Danger from the ‘Wolves’

The ‘wolves’ are the uneducated, extremist Muslims, says Amgad, who are likely to act irresponsibly. The Muslim Brotherhood could participate in the elections, in spite of their promises to the contrary, and could actually win, because in times of crisis people like to take radical action. And with a group like the Muslim Brotherhood ruling in Egypt under the Sharia amendment, he is afraid for the Copts.

Phoebe is less concerned about the Muslim Brotherhood.

“Many Egyptians are anti-Christian,” she says, “and many would rather vote for somebody they know, like the Muslim Brotherhood, than somebody unknown. But I am pretty sure that they could never win the elections.”
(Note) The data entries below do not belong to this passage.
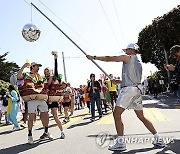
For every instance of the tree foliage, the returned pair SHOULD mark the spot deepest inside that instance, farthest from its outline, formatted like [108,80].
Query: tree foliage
[6,68]
[156,39]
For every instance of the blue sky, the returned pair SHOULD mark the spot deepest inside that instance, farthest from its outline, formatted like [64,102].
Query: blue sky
[85,22]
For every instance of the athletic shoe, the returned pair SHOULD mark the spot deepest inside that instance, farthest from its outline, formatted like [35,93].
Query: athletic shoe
[159,142]
[45,136]
[15,128]
[118,146]
[62,135]
[92,119]
[30,140]
[66,119]
[24,125]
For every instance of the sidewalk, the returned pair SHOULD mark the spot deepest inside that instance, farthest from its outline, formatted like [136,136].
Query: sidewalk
[165,100]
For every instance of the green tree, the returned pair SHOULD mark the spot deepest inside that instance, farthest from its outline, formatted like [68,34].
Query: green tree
[6,68]
[156,39]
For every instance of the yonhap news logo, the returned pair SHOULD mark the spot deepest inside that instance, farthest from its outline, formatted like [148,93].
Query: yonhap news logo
[104,139]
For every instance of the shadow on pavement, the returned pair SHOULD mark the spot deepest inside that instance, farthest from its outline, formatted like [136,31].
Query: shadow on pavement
[171,147]
[136,150]
[79,124]
[163,101]
[24,147]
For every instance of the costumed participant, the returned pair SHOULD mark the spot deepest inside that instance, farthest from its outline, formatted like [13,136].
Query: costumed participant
[13,107]
[54,93]
[67,94]
[130,96]
[35,92]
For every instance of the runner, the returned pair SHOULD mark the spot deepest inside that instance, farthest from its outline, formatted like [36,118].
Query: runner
[66,101]
[31,79]
[130,96]
[54,105]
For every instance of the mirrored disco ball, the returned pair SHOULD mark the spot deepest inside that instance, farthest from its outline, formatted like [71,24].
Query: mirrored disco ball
[30,32]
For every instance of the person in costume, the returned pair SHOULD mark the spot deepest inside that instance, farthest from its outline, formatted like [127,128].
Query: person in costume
[130,96]
[31,91]
[66,102]
[54,104]
[13,107]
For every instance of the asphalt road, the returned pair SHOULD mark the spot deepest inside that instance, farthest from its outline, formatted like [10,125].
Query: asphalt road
[85,137]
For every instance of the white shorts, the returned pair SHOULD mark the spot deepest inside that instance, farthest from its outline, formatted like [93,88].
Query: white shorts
[130,98]
[33,105]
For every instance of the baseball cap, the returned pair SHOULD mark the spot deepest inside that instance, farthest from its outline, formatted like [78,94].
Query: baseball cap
[173,50]
[34,63]
[92,75]
[132,46]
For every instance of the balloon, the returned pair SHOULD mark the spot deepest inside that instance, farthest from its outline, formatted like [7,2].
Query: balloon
[30,32]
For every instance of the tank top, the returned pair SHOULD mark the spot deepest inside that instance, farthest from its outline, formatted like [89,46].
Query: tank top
[131,72]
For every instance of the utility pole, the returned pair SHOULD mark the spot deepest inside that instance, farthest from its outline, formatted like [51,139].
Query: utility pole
[64,67]
[168,73]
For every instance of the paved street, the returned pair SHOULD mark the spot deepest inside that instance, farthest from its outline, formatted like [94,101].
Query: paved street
[85,137]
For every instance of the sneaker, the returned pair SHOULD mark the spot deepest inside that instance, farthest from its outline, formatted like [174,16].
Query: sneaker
[100,116]
[71,114]
[118,146]
[92,119]
[15,128]
[159,142]
[45,136]
[30,140]
[24,125]
[62,135]
[66,119]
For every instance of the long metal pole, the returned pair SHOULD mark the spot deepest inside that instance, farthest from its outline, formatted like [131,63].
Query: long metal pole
[65,77]
[70,39]
[168,73]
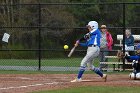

But elections worry Amgad because the level of education in Egypt is so low. Nearly thirty percent of Egyptians – almost 25 million people – are illiterate. If they cannot become informed about candidates and issues through reading, the illiterate are largely dependent on what they hear.

And this is often the voices of extremists. This however, cannot be changed by the planned Fall elections. So Amgad would like to see not only a reform of the constitution, but also of the educational system, so that in the future the people can make better, more informed, decisions.

As they watch the growing unrest in Cairo from afar, Copts in Vienna fear for their future in a new Egypt. Even though things may have been difficult for them under Mubarak, many of them would prefer to hang on to an authoritarian regime like his, because they fear that any other government could be even worse. Yet maybe these protests, where Copts and Arabs were seen standing together hand in hand, have helped unite Egyptians in another kind of brotherhood which is more real and more lasting.